Dans quelle étagère?

Au début ?

Au début, je suis de ces enfants qui adoraient patouiller dans la glaise des chemins creux de mon enfance. Il y avait l’attrait irrépressible pour ces premiers modelages, comme on réinvente le monde. Les colombins d’argile qui craquent de partout, les cuissons au coin des braises dans la cheminée, les fragiles poteries qui explosent lorsque le feu les effleure de trop près. 

 Cela ne m’a pas quitté. Plus grand, j’ai continué à malaxer cette terre, j’ai appris à échanger avec elle, à lui parler de mes désirs, à écouter ses contraintes. Et elles sont nombreuses ! Les moments passés aux Beaux-Arts de Bourges, auprès de Jacqueline Lerat et Yves Mohy, m’ont familiarisé avec le grès noir de la Borne et ouvert à un niveau d’exigence et de possibilités que je ne soupçonnais pas. L’argile, en passant de l’état de mollesse à l’état solide, nous oblige à nous adapter à chaque étape de ce lent processus. L’oublier un instant, c’est risquer de se retrouver, à la seconde, le bec dans l’eau ! J’ai aimé ce long compagnonnage avec cette matière, elle m’a aidé à me trouver moi-même, à comprendre de quelle argile j’étais moi-même façonné…

Plus tard, j’ai rencontré la terre vernissée à Cliousclat dans la Drôme, dans ce lieu emblématique des petites fabriques qui jalonnaient les bords du Rhône, aujourd’hui à peu près toutes disparues. Il subsistait encore dans ces murs la peine et le courage de ceux qui y avaient travaillé depuis plus d’un siècle et celle, plus récente, de Philippe Sourdive, qui avait su provoquer un nouvel élan créatif à la poterie, lui permettant de traverser le siècle. 

Depuis, ma pratique de la terre vernissée n’a plus cessé, nourrie de multiples rencontres, dont celle d’avec Gérard Lachens n’est pas la moindre. Enrichie aussi de nombreux voyages dans le temps et l’espace, pour constater que la terre vernissée est depuis longtemps partout chez elle, qu’elle a su s’adapter à tous les territoires, en imposant discrètement son utile présence dans tous les domaines de la vie domestique. 

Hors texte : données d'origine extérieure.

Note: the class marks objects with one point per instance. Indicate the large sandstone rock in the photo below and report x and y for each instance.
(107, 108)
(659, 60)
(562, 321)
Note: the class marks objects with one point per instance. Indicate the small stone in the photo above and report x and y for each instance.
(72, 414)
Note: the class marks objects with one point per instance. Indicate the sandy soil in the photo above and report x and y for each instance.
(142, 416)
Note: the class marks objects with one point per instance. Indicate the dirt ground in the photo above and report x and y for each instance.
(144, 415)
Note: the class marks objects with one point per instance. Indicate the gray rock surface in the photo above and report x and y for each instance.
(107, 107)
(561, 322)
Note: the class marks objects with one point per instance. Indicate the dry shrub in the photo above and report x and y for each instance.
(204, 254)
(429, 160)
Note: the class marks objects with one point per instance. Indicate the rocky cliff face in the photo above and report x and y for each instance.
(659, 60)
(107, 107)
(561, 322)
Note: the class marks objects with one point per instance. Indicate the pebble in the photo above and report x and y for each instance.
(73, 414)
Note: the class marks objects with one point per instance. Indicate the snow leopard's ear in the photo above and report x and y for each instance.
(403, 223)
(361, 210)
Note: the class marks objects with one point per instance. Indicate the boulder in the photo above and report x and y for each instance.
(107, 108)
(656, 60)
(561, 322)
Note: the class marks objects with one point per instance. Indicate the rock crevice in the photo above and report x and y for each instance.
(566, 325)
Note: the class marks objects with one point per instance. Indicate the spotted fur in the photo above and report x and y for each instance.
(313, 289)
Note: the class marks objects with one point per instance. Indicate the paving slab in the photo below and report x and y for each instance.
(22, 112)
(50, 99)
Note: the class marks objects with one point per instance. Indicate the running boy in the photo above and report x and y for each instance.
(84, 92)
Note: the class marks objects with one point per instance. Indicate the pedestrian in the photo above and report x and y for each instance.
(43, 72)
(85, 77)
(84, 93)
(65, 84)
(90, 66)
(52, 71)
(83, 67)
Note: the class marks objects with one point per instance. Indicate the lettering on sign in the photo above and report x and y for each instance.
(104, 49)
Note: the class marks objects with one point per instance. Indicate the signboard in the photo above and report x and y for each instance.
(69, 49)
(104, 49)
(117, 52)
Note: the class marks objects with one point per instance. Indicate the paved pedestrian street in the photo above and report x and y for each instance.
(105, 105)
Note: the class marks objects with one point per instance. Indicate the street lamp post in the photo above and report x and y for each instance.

Aujourd’hui, j’aimerais lui donner la parole. Je vois mon travail actuel comme celui d’un passeur, entre cette matière incroyablement vivante, si riche de possibilités, et le public qui la découvre. Mon intervention vise à permettre à la terre d’exprimer ce qu’elle a de meilleur en elle, à provoquer sa réponse. Pour cela, je privilégie un tournage enlevé et rapide, sans outils autres que mes mains, de formes plutôt ouvertes, qui viennent naturellement sur le tour. Mes montages et collages sont de ceux que l’on peut obtenir avec ses dix doigts. Pour recouvrir la terre, je préfère les engobes naturels colorés aux oxydes de base « historiques » que sont le fer, le manganèse, le cuivre et le cobalt. Mes émaux, teintés avec ces mêmes oxydes, sont un mélange de silice et de plomb, qui est la formule du cristal. La cuisson dans un four à bois finalise cette démarche en apportant de nombreuses nuances à mes poteries, avec une part d’aléatoire que je ne lui conteste pas. Chacune de ces étapes participe d’une danse inlassablement recommencée: celle du corps, des mains et de l’esprit du potier avec les quatre éléments, ses outils, ses couleurs… Si la danse ai été plus ou moins bien menée, le pot est là pour en témoigner également. Toucher la terre reste, pour moi, la meilleure des façons de se retrouver.